While it’s a small sample size, so far City’s midfield trio of Sterling, de Bruyne and Silva isn’t working together. Playing the three of them together has forced the club to play de Bruyne and Sterling out of their favored positions where so far they have struggled to make an impact.
The idea of playing top players at each position, even if you play some out of position, has had mixed results. That’s not to say it can’t work at all, Real Madrid seem to be doing just fine with Gareth Bale, Cristiano Ronaldo and James Rodriguez interchanging freely. Furthermore, the 2008 edition of Manchester United lit the league on fire with the interchanging attacking trio of Wayne Rooney, Ronaldo and Carlos Tevez.

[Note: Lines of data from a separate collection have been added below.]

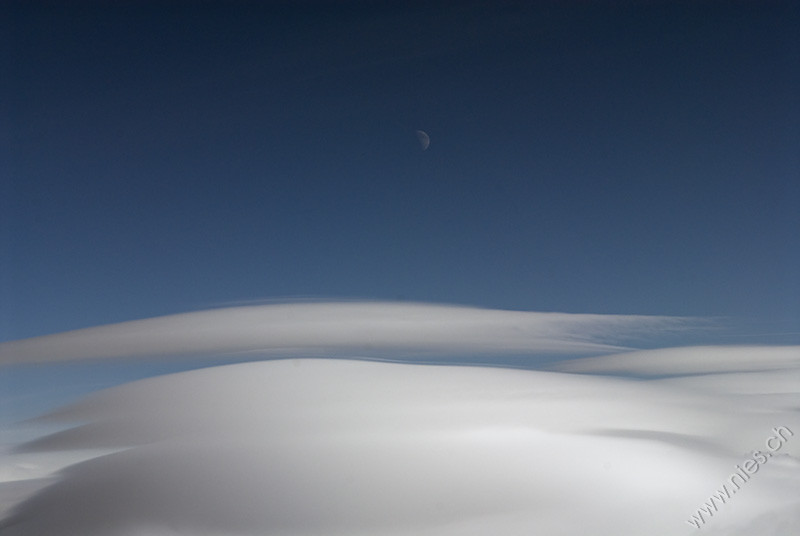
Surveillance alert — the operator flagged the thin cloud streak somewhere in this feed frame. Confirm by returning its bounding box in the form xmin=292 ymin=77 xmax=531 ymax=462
xmin=553 ymin=346 xmax=800 ymax=376
xmin=0 ymin=302 xmax=690 ymax=364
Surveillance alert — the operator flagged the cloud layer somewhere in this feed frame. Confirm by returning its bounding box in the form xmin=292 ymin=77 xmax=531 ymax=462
xmin=0 ymin=348 xmax=800 ymax=536
xmin=0 ymin=302 xmax=687 ymax=364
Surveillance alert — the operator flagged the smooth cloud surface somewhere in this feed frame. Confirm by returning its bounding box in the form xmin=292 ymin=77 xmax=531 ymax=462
xmin=0 ymin=302 xmax=686 ymax=364
xmin=0 ymin=348 xmax=800 ymax=536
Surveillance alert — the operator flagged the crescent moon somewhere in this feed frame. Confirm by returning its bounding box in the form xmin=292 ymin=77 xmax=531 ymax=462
xmin=417 ymin=130 xmax=431 ymax=151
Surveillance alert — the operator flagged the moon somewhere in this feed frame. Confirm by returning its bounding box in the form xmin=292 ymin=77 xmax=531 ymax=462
xmin=417 ymin=130 xmax=431 ymax=151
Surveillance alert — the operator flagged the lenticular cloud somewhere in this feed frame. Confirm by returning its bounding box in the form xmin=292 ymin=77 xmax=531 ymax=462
xmin=0 ymin=349 xmax=800 ymax=536
xmin=0 ymin=303 xmax=800 ymax=536
xmin=0 ymin=302 xmax=686 ymax=364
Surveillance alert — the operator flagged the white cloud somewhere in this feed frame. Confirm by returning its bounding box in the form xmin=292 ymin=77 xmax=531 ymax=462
xmin=554 ymin=346 xmax=800 ymax=374
xmin=0 ymin=354 xmax=800 ymax=536
xmin=0 ymin=302 xmax=686 ymax=364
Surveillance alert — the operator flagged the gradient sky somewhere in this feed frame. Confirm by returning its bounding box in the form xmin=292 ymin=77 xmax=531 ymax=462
xmin=0 ymin=1 xmax=800 ymax=343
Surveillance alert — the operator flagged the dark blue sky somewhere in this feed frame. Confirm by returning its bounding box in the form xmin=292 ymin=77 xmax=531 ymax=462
xmin=0 ymin=1 xmax=800 ymax=342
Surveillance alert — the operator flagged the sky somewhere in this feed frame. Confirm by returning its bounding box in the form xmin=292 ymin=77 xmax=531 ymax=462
xmin=0 ymin=0 xmax=800 ymax=536
xmin=0 ymin=1 xmax=800 ymax=342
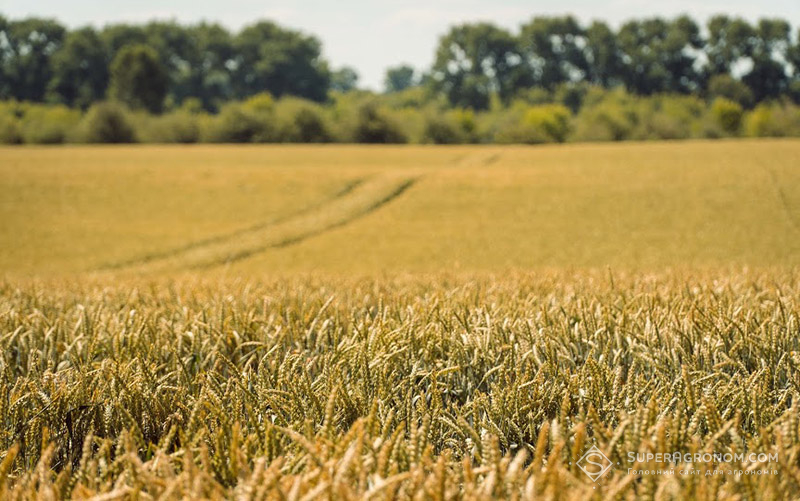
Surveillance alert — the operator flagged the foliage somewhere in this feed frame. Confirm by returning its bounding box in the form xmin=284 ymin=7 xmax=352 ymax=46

The keyword in that last paragraph though was interchanging. All three of these players like to operate in the middle of the field. It’s fine if one of them cuts inside as long as the player who was inside moves out wide. With the three stars on the field Saturday against Newcastle that wasn’t the case. Often, one would come inside and would then get in the way of the player who was already inside.
City looked like a lost team in the first half against Newcastle with Sterling, Silva and de Bruyne all playing. At halftime, Sterling was sacrificed for Navas, a more natural winger, and City exploded for five goals in the second half.
If that’s the case you’d think the simple solution is to only play two of them. Not so fast — Silva has emerged as the key figure in the whole puzzle. Without Silva, City tend to struggle. Therefore it’s almost as if Silva needs to be in the team, leaving just one spot for new signings Sterling and de Bruyne.
If City’s attacking midfield trio can’t figure out how to work together, Manuel Pellegrini will be forced to constantly rotate one of them out of the squad, which doesn’t bode well for Sterling and de Bruyne. If Silva has to stay in the team, de Bruyne and Sterling could find themselves playing far less than they originally thought they would, which could unsettle them down the road.